Enabling ICL capabilities in vision-language models, on the other hand, is still an ongoing research direction (e.g., [4, 5]). We find that open-source models might not exhibit ICL capabilities on more recent benchmarks (e.g., LLava-Interleave on MMMU), an observation also made in [3]. However, for more capable closed-source and/or larger models such as GPT-4o, which do exhibit ICL capabilities, we show that our unsupervised ICL method is already applicable and improves upon 0-shot performance (see Tab. 3 and Reb-Tab. 2-3). This demonstrates that our method is already applicable to existing VLMs with ICL capabilities and will be readily available for a broader range of models when they acquire this capability.

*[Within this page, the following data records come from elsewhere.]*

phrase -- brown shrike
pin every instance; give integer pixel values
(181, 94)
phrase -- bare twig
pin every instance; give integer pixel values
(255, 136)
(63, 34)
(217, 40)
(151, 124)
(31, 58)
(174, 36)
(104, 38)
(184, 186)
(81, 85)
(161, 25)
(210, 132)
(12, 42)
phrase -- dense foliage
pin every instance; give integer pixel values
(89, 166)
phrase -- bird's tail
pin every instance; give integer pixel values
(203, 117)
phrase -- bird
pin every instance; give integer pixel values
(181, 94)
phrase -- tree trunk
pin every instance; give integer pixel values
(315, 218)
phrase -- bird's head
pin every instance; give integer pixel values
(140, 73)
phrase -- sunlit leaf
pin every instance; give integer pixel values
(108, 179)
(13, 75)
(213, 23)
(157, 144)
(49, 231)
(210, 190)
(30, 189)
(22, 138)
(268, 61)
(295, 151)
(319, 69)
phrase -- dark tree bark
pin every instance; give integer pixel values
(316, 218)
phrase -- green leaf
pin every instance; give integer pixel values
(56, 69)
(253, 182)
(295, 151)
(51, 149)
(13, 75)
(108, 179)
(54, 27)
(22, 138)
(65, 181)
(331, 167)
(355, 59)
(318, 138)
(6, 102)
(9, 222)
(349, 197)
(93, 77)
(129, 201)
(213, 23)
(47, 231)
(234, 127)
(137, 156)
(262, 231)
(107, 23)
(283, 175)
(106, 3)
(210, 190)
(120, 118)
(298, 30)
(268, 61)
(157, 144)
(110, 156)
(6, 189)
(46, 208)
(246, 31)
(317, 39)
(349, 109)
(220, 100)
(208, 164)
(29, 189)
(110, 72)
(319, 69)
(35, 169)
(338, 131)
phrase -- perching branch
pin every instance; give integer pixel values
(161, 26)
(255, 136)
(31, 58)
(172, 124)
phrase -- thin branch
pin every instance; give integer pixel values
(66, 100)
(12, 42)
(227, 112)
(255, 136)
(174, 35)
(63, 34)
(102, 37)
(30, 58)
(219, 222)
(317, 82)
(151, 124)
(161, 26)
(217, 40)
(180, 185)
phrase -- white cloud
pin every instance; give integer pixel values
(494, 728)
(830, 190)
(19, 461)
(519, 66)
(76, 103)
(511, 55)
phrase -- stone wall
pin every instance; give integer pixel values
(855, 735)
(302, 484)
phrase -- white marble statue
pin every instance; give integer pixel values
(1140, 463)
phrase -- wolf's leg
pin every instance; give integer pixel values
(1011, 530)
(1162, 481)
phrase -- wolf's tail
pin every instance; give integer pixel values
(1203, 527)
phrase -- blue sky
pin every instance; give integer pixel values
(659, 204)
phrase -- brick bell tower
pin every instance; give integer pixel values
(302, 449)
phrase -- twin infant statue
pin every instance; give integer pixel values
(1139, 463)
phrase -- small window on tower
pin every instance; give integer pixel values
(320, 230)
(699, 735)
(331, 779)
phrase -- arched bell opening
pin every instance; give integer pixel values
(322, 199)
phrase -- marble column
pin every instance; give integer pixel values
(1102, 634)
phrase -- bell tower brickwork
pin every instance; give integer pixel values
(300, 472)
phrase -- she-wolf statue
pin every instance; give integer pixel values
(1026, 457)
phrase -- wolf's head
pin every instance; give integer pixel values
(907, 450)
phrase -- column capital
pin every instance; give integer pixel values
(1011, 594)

[1]Chain-of-Thought Prompting Elicits Reasoning in Large Language Models. Wei et al. NeurIPS 2022

[2]Large Language Models are Zero-Shot Reasoners. Kojima et al. NeurIPS 2022

[3]The Devil in the Details of Benchmarking Multimodal In-Context Learning. Zong et al., arXiv preprint

[4]MM1: methods, analysis and insights from multimodal LLM pre-training. McKinzie et al., ECCV 2024

[5]MMICL: Empowering vision-language model with multi-modal in-context learning. Zhao et al., ICLR 2024

[6]Language models are few-shot learners. Brown et al., arXiv preprint, 2020

AC 元评审

Summary:

This paper proposes an unsupervised joint inference framework for large language models and vision-language models. This approach performs unsupervised adaptation through unsupervised fine-tuning and unsupervised in-context learning, leveraging inter-sample dependencies. Experimental results demonstrate that the proposed method substantially improves performance of language models (LLaMA-3 and GPT-4o) and a vision-language model (OpenFlamingo), compared to zero-shot models and achieves performance comparable to supervised approaches.

Strengths:

  1. Underexplored unsupervised adaptation of LLM and VLM. This paper studies an underexplored topic, unsupervised adaptation of LLM and VLM using unsupervised fine-tuning and in-context learning. The proposed method iteratively improve the models predication at test time.
  2. Strong experimental results. The proposed method significantly improves the performance compared to zero-shot predictions.
  3. Generalizability. The proposed method is effective for both LLM and VLM, including open and close-weight models. The authors demonstrated the effectiveness across a wide range of tasks: text classification, image classification, question answering, visual question answering, natural language inference, common-sense reasoning, and math problem-solving.

Weaknesses:

  1. Dependence on in-context learning capability. Unsupervised ICL heavily relies on the strong ICL capabilities of the pre-trained models.
  2. Suboptimal task encoder. More task encoders could be considered rather than LoRA.
  3. Presentation. As Reviewer Nhh8 pointed out, the clarity of this paper needs to be improved.

Main reasons:

This paper studies an underexplored problem, which is the unsupervised adaptation of pre-trained LLM and VLM. It is an important problem and the proposed method achieves strong performance and it is applicable to a wide range of tasks and models, including open and closed-weights.

审稿人讨论附加意见

The reviewers asked questions and most concerns are addressed by the authors feedback.

  1. Necessity of the iterative methods. The authors provided the comparison between one-iteration and multi-iteration methods.
  2. Computational cost. The efficiency/FLOPs has been analyzed during rebuttal.
  3. Additional experimental results support that the proposed method is applicable/effective to open-ended tasks.